Neither Marlene nor I were earth mothers. We didn't get off on finger painting on the floor with our kids, and found the lack of mental stimulation very hard to take. I can't tell you how often I'd walk over to Marlene's house, kids in tow, (she always claimed it was shorter for ME to walk to HER house than vice versa!) with a bottle of vino tucked under my arm, confident in the knowledge that she and I would kill that bottle before the afternoon was over. We'd giggle, tell jokes, laugh our heads off and I'd totter home with my kids in time to prepare the family dinner, feeling happy and stimulated - not just from the wine either.

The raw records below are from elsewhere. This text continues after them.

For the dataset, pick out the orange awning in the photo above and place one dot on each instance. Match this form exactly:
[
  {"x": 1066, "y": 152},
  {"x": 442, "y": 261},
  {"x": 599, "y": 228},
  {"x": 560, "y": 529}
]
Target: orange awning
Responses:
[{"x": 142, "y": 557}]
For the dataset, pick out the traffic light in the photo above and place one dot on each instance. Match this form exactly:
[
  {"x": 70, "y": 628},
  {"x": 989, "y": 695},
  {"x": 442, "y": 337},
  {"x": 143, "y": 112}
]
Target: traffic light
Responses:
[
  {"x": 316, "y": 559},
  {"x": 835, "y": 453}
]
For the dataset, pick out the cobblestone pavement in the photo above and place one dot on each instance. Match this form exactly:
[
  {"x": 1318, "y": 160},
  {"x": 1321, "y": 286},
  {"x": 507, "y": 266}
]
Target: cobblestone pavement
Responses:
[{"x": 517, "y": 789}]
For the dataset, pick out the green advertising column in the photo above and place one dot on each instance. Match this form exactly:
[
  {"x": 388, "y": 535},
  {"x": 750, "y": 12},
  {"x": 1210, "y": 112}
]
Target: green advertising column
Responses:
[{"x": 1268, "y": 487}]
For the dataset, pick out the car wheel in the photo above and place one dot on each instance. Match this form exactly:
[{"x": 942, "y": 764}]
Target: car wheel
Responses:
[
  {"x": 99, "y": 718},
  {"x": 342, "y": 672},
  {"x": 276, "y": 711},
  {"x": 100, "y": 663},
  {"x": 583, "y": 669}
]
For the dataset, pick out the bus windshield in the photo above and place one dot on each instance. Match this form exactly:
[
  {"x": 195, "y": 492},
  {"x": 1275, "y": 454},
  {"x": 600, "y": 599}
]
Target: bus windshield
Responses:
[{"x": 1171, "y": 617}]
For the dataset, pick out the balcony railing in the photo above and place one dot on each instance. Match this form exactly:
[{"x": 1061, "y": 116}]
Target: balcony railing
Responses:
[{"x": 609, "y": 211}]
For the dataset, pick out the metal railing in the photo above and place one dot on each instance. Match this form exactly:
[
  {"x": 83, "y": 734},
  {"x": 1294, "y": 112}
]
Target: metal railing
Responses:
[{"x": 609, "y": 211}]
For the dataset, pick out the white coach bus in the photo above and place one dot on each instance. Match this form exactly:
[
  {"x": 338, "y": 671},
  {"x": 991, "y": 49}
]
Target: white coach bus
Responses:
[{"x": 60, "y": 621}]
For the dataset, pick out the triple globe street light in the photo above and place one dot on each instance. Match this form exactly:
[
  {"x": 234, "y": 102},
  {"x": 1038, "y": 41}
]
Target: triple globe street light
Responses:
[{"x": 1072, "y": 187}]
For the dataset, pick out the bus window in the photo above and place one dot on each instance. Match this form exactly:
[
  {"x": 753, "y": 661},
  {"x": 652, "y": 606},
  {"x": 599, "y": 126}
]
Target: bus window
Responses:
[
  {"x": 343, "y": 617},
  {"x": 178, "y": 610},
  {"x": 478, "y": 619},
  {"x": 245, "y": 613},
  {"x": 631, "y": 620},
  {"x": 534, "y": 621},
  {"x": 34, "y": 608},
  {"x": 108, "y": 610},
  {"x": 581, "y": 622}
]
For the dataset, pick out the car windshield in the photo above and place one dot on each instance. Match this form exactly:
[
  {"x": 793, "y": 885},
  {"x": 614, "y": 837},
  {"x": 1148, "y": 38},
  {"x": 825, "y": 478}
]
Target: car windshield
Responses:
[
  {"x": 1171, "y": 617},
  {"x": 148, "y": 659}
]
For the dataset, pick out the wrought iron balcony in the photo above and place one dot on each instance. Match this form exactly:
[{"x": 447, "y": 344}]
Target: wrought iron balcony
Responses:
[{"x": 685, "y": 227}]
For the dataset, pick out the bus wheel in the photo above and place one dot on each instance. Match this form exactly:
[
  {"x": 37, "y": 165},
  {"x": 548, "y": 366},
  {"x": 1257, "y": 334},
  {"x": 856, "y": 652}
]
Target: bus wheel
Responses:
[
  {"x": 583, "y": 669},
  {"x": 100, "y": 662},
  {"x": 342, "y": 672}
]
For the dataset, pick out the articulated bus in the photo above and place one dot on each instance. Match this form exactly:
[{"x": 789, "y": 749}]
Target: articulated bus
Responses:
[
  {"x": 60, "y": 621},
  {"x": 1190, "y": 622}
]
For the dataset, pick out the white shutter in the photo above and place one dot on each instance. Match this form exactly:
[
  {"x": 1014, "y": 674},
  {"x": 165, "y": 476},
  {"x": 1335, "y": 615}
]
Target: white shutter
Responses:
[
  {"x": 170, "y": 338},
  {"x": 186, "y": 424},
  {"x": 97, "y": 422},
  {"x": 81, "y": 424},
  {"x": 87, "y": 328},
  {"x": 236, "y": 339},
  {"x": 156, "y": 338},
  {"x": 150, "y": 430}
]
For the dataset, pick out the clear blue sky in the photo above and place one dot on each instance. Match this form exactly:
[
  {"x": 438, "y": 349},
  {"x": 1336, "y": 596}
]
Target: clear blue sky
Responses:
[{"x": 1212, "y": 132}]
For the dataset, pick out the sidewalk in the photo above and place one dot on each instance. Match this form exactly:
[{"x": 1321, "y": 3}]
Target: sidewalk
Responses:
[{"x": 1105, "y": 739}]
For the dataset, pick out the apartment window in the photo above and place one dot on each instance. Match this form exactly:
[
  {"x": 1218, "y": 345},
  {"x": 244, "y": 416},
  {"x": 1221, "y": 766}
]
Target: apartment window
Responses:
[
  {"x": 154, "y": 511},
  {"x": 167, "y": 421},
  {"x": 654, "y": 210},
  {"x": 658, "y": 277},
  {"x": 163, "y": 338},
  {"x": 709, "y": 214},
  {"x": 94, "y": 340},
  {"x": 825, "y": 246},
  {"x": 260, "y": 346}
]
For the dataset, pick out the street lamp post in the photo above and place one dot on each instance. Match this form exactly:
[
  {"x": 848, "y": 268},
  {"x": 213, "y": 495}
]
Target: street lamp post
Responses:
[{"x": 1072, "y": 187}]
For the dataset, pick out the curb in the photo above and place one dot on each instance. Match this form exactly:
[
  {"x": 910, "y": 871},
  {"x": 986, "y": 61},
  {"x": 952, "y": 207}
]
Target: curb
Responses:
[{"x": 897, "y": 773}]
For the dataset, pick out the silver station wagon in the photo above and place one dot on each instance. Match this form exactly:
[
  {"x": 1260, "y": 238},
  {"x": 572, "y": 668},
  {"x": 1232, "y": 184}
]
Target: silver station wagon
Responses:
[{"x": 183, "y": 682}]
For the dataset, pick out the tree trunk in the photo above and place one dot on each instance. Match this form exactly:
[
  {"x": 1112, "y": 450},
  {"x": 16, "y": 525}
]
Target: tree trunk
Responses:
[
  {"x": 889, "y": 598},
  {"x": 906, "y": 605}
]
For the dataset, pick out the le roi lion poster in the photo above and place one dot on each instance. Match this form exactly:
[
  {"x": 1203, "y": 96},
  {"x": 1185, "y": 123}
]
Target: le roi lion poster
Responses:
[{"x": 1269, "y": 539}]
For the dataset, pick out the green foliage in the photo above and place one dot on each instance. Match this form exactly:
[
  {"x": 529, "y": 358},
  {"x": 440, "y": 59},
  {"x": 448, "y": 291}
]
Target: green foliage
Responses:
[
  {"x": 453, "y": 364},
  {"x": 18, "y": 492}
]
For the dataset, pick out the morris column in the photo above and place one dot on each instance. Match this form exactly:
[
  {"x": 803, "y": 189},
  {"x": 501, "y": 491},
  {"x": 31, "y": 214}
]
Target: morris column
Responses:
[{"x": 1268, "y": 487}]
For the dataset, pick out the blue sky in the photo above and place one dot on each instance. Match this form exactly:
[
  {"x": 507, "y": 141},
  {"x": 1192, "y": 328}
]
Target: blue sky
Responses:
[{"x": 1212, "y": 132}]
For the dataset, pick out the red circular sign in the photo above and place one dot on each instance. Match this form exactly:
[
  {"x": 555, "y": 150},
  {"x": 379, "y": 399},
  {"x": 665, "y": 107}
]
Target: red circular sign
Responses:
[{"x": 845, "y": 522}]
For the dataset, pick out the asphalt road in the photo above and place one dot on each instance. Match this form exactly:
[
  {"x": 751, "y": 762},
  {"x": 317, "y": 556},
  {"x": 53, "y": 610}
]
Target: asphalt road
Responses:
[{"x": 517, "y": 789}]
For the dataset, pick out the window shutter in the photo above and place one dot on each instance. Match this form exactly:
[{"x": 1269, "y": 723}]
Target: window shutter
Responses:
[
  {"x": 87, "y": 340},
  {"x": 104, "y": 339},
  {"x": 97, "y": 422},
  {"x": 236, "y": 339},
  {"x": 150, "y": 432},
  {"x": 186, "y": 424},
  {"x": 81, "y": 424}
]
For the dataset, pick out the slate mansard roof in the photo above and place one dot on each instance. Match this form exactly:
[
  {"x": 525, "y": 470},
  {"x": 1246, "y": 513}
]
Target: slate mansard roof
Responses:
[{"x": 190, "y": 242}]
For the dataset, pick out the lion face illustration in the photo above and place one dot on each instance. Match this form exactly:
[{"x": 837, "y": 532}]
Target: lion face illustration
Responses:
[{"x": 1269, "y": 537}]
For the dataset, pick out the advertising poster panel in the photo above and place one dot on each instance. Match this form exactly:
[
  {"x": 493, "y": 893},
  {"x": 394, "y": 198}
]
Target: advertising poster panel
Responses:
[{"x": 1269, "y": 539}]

Then Marlene's husband got transferred to Ottawa. I was heartbroken. My best friend and drinking buddy was leaving. My sorrow was deeply shared by her Mum Odette, who lived in Montreal at that time. Little did we know that just a few years later, my husband would be transferred to Ottawa too and we'd be reunited. Or that Odette would come to live with Marlene and her family.
I remember Marlene, Odette and myself, sitting around her kitchen table, killing not one, but two bottles of wine. Every so often, one of us would start bawling over her impending departure, and the other two would join in. We howled and cried our eyes out, but I believe it was very therapeutic and did all three of us the world of good.
I remembered all this at Odette's birthday party today. When she grabbed my arm and said "You look familiar to me," I felt tears prickle the back of my eyes remembering how much she'd done for me all those many years ago.
Odette, I love you. Happy birthday sweetheart.